Stage 2: Breaking Even
Eventually, many people find ways to pay for their hobby. Whether it's ad revenue for their own websites, donations and patrons, increased pay for written work, or the sales of a book, product, or a service, this stage is reached when there's enough money coming in to cover expenses, but not enough to quit your day job.
Stage 3: Getting Paid
Ever since the 2014 "summer of analytics," many hobbyists have advanced into stage three, which involves actually getting paid for their work, either in a front office, with mainstream media, a well-funded website, or with a third party consulting company (possibly of their own creation).

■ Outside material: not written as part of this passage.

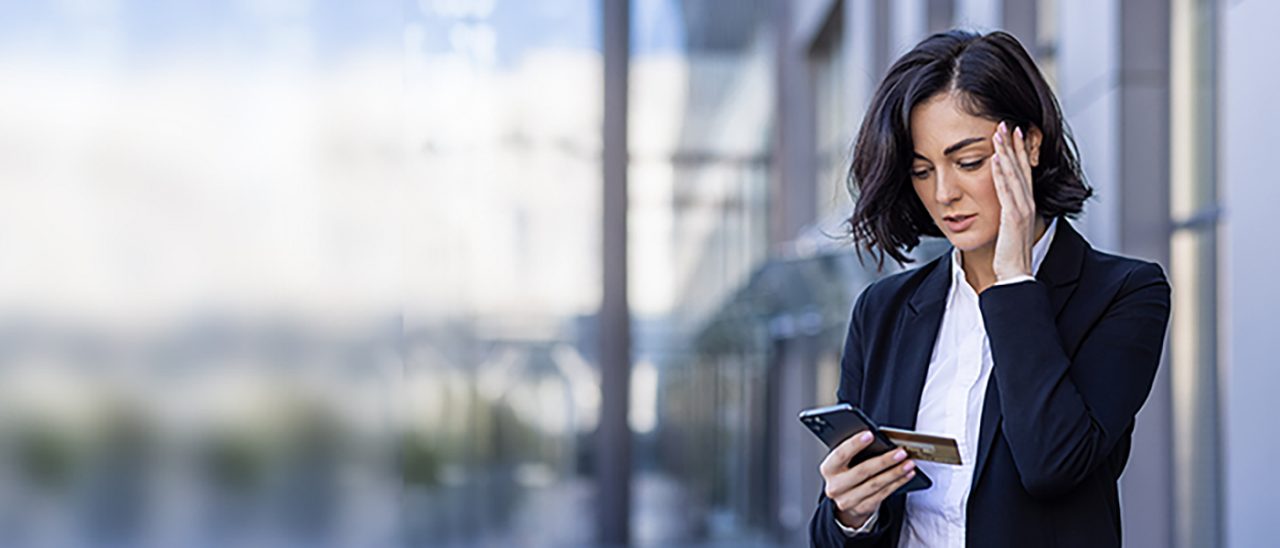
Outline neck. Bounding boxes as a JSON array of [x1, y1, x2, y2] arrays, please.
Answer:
[[961, 216, 1048, 293]]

It is just barely enough to live on, but far less than what they would make in another field.
Stage 4: Career
This stage is reached when some job security has been achieved, either through full-time employment with benefits, or from a regular and guaranteed consulting assignment, at the very least. Furthermore, it's at this stage that the compensation begins to rival what someone with the same skills, experience, and qualifications would earn in another field.
Stage 5: The Boss
Finally, there's the stage where the former hobbyist is in charge, and making the decisions. Now, they're the ones with a budget to work with, and they're the ones selecting hobbyists to move up the lower stages. In essence, it's all part of a cycle.